Bei den Young Global Leaders handelt es sich um einen Kreis potentiell einflussreicher Personen hauptsächlich aus Wirtschaft, Politik und Medien. Die MItglieder werden auf undurchsichtige Weise ausgewählt. Ihre Zusammenkünfte werden auf undurchsichtige Weise sehr großzügig finanziert. Die einzelnen Mitglieder engagieren sich mehr oder weniger für die Agenda des World Economic Forum. Nicht alle lassen sich vereinnahmen. Nicht alle werden vor der Aufnahme auch nur gefragt, ob sie dazugehören möchten. Untersuchungen zu Regierungsmaßnahmen während der Covid-19-Pandemie legen nahe, dass diejenigen, die engagiert mittun, erheblichen Einfluss im Sinne des WEF auf die Politik ihrer Länder ausüben.


9 Antworten zu “Unheimlich gut vernetzt”

  1. Sie haben sich recht viel Arbeit gemacht. Danke dafür. Würde das gerne auch anderswo lesen. Vielleicht ist das aber für Journalisten ein zu heißes Eisen um ausführlich darüber zu schreiben.

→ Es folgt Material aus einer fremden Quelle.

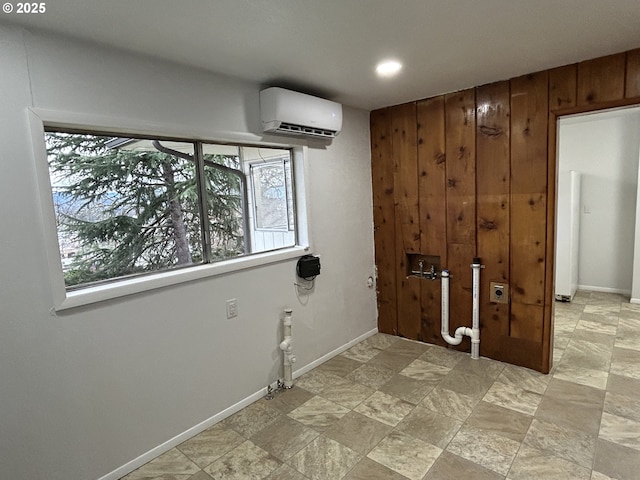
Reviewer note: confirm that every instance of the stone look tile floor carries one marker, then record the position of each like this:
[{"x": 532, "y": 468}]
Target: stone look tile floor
[{"x": 393, "y": 409}]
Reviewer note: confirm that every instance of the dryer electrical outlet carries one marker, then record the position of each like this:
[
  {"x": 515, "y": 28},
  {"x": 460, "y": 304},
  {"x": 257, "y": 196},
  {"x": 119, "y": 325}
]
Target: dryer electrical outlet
[
  {"x": 499, "y": 292},
  {"x": 232, "y": 308}
]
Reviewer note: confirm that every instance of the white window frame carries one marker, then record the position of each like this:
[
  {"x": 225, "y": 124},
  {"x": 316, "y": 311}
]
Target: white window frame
[{"x": 40, "y": 119}]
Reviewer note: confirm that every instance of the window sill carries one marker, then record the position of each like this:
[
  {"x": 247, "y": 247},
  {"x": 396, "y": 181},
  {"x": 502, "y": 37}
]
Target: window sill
[{"x": 100, "y": 293}]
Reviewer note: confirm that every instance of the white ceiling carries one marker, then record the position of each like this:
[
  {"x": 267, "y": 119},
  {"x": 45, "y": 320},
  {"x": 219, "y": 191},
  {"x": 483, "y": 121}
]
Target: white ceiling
[{"x": 330, "y": 47}]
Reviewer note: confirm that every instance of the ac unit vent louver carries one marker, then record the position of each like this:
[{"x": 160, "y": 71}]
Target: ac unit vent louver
[
  {"x": 302, "y": 130},
  {"x": 293, "y": 113}
]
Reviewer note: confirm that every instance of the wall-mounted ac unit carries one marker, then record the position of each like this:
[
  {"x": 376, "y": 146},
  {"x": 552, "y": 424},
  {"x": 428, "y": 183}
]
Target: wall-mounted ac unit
[{"x": 292, "y": 113}]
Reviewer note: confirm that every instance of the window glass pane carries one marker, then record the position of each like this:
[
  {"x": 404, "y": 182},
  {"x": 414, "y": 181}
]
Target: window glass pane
[
  {"x": 272, "y": 213},
  {"x": 225, "y": 196},
  {"x": 270, "y": 196},
  {"x": 122, "y": 206}
]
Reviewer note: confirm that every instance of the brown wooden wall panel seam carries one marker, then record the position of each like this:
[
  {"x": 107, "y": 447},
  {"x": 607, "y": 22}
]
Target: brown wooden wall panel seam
[
  {"x": 563, "y": 85},
  {"x": 601, "y": 79},
  {"x": 432, "y": 206},
  {"x": 632, "y": 77},
  {"x": 384, "y": 220},
  {"x": 493, "y": 141},
  {"x": 407, "y": 216},
  {"x": 529, "y": 131}
]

  2. Klaus Schwab wird ja bestimmt sein prestige-club geldlich verwerten können – ein bekanntes stichwort aus der ttip-verhandlung: regulatorische zusammenarbeit, pay2play kommt mir aber auch in den sinn 😉

    dahinter steckt aber der kapitalismus der gierigsten art, das streben nach monopolen, da braucht man willige helfer in den regierungen oder hab ich was übersehen/ausgelassen?

    YGL hatte aber kleine vorläufer – die cia hat in den 50-80er ja auch kongresse für kulturellen/literarischen austausch anonym finanziert/initiert.
    sofern ich weiss, wurde dies auch nicht grossartig aufgearbeitet, die schreiberlinge und künstler der zielländer wurden auch nicht radikalisiert/aufgestachelt, dies war eher werbung für freiheit, demokratie und handel.

    kann ich ergänzen, der kalte krieg hat wohl nie aufgehört oder ist dies alles nur ein sichtbares symptom für den oberen machtkampf?

  3. Nicht auf den Artikel bezogen, mehr allgemein betrachtet: Es gibt ein Problem mit der Bezeichnung Verschwörungstheorie.
    Ich mag das Wort eigentlich nicht, es ist verbrannt. Dadurch, daß man jedem Deppen eine Plattform bot und viele gleich hinterherliefen hat sich die Bezeichnung verändert und steht heute für blanken Unsinn.
    Und das, obwohl es viele tatsächliche Verschwörungen, Kartelle usw gab und gibt.
    Der Vorteil für tatsächliche «Verschwörer» ist, je mehr Unsinn auf dem Markt ist umso mehr sind sie unter dem Radar.
    Eine Fokusierung und Aufarbeitung der echten Machenschaften findet kaum noch statt.
    Selbst wenn etwas die Oberfläche erreicht und in der Presse landet ist es bald vergessen.
    Dubiose Machenschaften haben es relativ leicht, sind auch häufig so intransparent, daß sich viele aufgrund der Komplexität gar nicht erst damit beschäftigen wollen. Die Erfolgsaussichten sind auch relativ gering.
    Dazu müßte Politik und Presse stärker am Ball bleiben.